Like FGF5, other loci have been identified that are associated with reduced hair cover. In humans the type I hair keratin pseudogene KRTHAP1 has a premature stop codon in the fourth exon, and protein is not detected in human hair follicles [14]. In great apes, the orthologous gene has an intact ORF, with RNA expressed and protein translated in the hair follicles of chimpanzees (cHaA) and gorillas (gHaA) [14]. Thus, while closely related primates with dense hair coverage express this gene, relatively hairless humans do not. Using the Loxodonta africana draft genome sequence, all of the homologous exons except for exon 7 for this gene were identified. Exon 1 displayed a predicted premature stop codon (Figure 4). Thus, as in humans, this gene appeared to be disrupted in the savanna African elephant. A 302 bp segment of exon 1 was therefore amplified and sequenced from the Indigirka mammoth to examine the region that contained the premature stop codon in the elephant. The stop codon was found to be present in the mammoth as well (Figure 4), suggesting that this mutation is not involved in hair phenotype differences among elephantids.

Figure 4
figure 4

Partial sequence of KRTHAP1 exon 1 of the Indigirka woolly mammoth ( Mammuthus primigenius ), aligned to respective sequences from savanna elephant ( Loxodonta africana ) and human ( Homo sapiens ). For each species, both DNA (above) and amino acid sequences (below, in boldface) are shown. Premature stop codons predicted for the elephantids are indicated (after which no amino acids are shown for them). Mammoth consensus sequence was generated from clones of two independent PCR reactions (not shown); genomic sequences were used for the other two species.

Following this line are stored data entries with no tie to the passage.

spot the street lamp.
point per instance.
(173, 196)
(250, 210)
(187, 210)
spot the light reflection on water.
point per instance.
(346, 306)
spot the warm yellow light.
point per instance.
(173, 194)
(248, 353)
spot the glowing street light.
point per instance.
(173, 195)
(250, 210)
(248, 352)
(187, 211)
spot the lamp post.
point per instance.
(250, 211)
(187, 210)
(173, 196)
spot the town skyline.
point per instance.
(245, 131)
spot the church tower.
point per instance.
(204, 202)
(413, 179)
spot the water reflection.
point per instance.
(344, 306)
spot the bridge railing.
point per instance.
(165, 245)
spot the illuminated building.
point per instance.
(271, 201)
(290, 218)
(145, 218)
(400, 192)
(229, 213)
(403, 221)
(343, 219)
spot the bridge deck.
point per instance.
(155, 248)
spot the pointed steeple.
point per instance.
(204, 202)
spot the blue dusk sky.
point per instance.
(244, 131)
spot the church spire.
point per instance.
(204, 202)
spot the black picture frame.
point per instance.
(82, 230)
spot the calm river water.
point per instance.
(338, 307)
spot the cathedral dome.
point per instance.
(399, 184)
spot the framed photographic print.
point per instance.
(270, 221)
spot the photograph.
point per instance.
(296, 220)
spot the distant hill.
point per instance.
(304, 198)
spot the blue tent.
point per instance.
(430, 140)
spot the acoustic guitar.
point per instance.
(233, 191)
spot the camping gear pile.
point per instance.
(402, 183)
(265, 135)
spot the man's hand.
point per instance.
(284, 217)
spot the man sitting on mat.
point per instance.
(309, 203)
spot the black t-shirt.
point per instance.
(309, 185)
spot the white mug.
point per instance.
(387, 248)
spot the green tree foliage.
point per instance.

Among mammals, hair phenotype is affected by hair keratin genes [25]. We therefore examined keratin genes reported as displaying either elephant or mammoth unique differences [15], using genomic sequences of savanna elephant or woolly mammoth [15, 26]. KRT25 was identified as having a unique alanine to serine change, but this was specific to only one of two woolly mammoths previously sequenced [15]. Similarly, in the elephantids KRT27 and KRT83 were found to code for rare amino acid differences. However, only a methionine to valine change in KRT27 was found to be unique to mammoths, while the methionine present in elephant KRT27 was also present in the fully hair-covered hyrax. Thus the differences in KRT27 and KRT83 are unlikely to be associated with differences in hair cover.

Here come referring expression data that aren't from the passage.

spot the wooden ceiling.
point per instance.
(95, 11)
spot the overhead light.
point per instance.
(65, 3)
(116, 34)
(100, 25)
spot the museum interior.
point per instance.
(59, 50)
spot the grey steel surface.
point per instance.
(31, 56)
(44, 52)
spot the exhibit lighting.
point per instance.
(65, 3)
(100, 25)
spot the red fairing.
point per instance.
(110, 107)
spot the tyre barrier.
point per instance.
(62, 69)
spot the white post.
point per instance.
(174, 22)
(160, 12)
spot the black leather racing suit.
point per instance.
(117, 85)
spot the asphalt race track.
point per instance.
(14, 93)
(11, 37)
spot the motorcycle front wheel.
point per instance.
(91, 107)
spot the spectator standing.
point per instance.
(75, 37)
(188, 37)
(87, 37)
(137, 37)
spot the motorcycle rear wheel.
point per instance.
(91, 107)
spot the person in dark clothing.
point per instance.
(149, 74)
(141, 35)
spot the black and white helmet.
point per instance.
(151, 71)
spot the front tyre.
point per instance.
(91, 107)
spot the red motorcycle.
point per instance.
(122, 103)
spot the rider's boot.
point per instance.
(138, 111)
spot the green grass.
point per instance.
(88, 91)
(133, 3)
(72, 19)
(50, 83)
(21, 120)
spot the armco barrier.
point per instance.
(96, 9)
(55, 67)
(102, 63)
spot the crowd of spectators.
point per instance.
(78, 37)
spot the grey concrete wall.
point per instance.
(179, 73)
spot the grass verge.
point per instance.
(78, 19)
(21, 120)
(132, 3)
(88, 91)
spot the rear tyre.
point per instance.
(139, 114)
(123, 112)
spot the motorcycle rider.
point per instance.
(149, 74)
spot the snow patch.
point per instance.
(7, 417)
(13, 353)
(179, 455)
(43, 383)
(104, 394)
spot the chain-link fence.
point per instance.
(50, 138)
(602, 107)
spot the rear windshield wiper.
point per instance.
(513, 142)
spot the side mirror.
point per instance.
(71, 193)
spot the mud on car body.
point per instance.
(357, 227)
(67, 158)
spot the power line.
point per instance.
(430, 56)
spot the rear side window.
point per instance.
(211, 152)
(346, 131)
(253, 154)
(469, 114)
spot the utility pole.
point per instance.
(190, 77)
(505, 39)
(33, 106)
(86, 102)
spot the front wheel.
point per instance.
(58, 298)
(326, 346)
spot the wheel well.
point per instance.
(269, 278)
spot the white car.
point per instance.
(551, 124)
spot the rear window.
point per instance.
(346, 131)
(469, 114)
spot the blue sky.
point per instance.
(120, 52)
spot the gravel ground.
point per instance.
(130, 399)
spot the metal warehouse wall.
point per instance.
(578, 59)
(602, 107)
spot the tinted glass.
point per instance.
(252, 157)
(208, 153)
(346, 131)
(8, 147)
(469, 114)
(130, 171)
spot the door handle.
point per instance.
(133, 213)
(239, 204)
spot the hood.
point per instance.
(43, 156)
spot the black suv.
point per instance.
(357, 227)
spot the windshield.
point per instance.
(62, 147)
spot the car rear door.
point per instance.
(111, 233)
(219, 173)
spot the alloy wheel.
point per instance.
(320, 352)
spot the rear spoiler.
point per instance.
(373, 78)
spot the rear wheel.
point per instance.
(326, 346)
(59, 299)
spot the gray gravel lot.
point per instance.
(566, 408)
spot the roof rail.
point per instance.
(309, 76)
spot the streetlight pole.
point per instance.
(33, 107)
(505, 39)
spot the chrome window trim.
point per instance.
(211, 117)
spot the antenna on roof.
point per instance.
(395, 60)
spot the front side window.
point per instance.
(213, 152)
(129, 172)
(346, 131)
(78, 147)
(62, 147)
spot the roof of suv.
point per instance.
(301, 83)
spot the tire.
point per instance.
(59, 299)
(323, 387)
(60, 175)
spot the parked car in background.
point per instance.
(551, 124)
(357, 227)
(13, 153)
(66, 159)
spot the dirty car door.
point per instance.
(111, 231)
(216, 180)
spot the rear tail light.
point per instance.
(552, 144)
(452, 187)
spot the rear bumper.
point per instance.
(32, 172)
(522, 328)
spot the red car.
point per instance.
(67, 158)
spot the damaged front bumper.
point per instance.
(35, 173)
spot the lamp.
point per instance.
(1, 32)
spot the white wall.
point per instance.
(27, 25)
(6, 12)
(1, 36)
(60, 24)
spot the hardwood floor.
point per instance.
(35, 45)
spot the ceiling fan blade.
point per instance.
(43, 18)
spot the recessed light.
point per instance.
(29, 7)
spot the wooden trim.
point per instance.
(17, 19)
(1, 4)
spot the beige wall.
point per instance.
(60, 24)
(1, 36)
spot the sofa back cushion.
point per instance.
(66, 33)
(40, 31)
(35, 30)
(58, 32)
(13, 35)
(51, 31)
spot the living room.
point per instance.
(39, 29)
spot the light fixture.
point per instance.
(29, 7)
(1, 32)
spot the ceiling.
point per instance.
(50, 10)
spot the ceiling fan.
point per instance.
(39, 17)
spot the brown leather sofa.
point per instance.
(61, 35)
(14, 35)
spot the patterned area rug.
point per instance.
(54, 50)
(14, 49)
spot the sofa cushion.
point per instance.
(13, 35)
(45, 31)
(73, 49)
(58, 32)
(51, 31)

To date, the FGF5 mutations found to produce long hair have been uncovered in phenotypic variants among laboratory or domestic mammals, including mice, rabbits, dogs and cats (Figure 1) [2, 5, 6, 8]. A role for FGF5 in inter- as opposed to intra-species differences in hair length has not been established. Nonetheless, the association of FGF5 mutations with long-hair phenotypes in a wide variety of distantly related mammals (Figure 1) suggested that FGF5 might be a determinant of hair length in mammals in general. To test this hypothesis we sequenced the open reading frames of all three exons, the 5' UTR and the promoter region of the FGF5 gene in the relatively hairless extant elephantids and in the woolly mammoth. Our data show that these regions of FGF5 are highly conserved among elephantids, including the woolly mammoth. Only one variant in the amino acid sequence was detected among elephantids, the G33A mutation in forest elephants coded by exon 1. However, our analysis suggested that this mutation would not greatly affect protein function, a conclusion also supported by the presence of same amino acid substitution in the wild-type sequence of FGF5 in murid rodents. While regulatory mechanisms may exist that would not be detectable by our study, and a role for FGF5 in the long hair of mammoths cannot be completely ruled out, the most parsimonious interpretation of our results suggests that FGF5 was not the major genetic determinant of long hair in mammoth.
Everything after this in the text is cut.